I have co-workers from all parts of the world -- from Argentina, China, Greece, Japan -- as well as from all parts of the United States. There are often fascinating differences among us, of course, though I am as often struck by how much alike we are.

Still, it is the colleagues from the American south with whom I have the best conversations. The shared cultural background means there is much we can leave unsaid, because we all know certain things. The subtle art of biscuit-making, for example, or the etiquette of funeral casseroles. Pralines.

Near Christmas, I often bring in pralines made from my great-grandmother's recipe. Everyone likes them, but the people with roots in the Gulf Coast appreciate them more deeply than do the Midwesterners, probably in part because they had grandmothers or great-grandmothers who made pralines too. Some of them even have the recipes, though sometimes the recipes have been lost due to someone (if not the grandmother, then an aunt) keeping them secret and not bequeathing them to the next generation.

I don't much care for the idea of secret recipes or secret ingredients, and I care even less for losing something beautiful and perfect in the mists of time when it's so easy to pass it along. Do I fear that someone will take it over and displace me? No, honestly. Even if you do use the same recipe, you will not make exactly the same pralines I do.
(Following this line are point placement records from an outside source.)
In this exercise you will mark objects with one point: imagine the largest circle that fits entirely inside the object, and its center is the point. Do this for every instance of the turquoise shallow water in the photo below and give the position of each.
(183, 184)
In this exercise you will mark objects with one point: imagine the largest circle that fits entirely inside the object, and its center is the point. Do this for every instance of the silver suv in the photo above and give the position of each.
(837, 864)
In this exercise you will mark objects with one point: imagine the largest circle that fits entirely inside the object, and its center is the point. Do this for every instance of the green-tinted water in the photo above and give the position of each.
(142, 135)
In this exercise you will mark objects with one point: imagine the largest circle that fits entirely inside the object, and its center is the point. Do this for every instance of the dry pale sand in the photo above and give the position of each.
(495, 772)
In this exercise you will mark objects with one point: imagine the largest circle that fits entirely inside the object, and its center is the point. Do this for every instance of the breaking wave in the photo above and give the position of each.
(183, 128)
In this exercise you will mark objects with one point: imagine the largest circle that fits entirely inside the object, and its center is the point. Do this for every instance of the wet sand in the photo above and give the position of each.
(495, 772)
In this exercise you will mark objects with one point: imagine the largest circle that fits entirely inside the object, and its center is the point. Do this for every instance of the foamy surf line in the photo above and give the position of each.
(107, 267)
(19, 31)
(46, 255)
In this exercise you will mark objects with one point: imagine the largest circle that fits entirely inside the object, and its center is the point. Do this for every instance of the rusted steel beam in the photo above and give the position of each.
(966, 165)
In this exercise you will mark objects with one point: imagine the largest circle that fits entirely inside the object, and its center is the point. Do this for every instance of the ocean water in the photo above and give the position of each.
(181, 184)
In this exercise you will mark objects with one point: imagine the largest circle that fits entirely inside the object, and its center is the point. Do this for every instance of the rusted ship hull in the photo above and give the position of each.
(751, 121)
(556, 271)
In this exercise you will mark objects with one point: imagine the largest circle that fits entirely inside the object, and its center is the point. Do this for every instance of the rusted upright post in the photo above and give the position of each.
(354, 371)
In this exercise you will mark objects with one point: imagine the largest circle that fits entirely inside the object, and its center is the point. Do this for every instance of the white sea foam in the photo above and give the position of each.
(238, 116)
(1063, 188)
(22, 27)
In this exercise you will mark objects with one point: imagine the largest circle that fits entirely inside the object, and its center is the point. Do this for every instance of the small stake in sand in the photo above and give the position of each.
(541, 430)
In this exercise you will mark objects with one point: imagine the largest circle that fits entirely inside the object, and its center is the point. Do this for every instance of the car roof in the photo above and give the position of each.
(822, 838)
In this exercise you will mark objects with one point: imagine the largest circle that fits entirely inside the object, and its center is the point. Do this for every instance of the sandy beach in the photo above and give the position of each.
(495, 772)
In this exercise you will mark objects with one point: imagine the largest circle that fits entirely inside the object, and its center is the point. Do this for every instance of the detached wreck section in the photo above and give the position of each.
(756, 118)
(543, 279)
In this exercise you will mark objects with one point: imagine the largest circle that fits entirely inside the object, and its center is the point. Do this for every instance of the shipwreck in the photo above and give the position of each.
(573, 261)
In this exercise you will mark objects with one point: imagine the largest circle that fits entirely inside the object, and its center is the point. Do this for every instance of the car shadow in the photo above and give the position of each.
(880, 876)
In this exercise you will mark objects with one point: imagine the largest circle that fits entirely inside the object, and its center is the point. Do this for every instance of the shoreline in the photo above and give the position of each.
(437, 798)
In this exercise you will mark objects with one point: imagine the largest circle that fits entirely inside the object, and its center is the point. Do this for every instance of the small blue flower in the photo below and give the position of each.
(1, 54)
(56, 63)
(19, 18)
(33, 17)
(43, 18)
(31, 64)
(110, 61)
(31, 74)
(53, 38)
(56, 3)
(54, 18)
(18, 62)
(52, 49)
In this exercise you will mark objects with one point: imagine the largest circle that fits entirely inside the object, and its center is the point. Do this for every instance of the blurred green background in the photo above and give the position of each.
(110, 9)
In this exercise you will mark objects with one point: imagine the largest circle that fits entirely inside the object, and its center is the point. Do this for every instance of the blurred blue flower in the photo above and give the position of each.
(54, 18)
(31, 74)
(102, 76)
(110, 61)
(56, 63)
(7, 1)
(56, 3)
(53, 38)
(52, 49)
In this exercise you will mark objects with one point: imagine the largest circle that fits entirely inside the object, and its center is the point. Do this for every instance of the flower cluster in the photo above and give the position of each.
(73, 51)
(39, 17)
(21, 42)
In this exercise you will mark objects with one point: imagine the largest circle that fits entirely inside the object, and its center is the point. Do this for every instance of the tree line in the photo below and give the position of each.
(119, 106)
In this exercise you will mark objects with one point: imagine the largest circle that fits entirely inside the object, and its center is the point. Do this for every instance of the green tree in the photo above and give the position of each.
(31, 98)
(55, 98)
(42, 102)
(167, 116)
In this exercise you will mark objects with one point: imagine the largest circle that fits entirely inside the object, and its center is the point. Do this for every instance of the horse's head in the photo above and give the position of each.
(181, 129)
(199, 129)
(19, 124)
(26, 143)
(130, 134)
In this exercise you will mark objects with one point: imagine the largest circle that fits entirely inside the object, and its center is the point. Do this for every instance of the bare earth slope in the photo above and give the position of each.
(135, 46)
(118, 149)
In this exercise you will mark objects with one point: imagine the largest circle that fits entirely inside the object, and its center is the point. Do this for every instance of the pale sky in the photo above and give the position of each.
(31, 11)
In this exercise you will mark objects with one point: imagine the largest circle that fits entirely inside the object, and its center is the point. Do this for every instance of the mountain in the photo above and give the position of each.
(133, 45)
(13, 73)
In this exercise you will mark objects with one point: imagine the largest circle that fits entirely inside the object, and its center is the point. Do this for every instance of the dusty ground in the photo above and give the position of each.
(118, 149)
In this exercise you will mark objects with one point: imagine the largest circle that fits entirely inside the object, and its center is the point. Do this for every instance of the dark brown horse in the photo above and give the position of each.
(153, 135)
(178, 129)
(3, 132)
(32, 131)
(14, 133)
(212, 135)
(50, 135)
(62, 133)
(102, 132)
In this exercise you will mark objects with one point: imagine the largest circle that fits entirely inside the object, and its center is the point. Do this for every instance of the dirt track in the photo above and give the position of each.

These are not hard to make, but if you are not an experienced candymaker, you should use a candy thermometer. This recipe makes about two and a half dozen tablespoon-sized pralines.

2 cups granulated sugar
1 cup light brown sugar
3/4 cup half and half
2 cups pecan halves
2 tbs butter
1/8 tsp salt
1 tbs vanilla extract

In a heavy saucepan combine sugars and half and half. Bring to a boil, stirring occasionally.

Continue boiling until mixture reaches 228 F on a candy thermometer. Stir in nuts, butter, and salt. Cook, stirring, until some candy dropped into cold water forms a soft ball, 236 F on the candy thermometer.

Remove pan to a wire rack. Stir in vanilla, beat until almost thick, then drop by tablespoonfuls onto oiled waxed paper or parchment paper. Cool completely. Store between layers of waxed (or parchment) paper in a cool, dry place.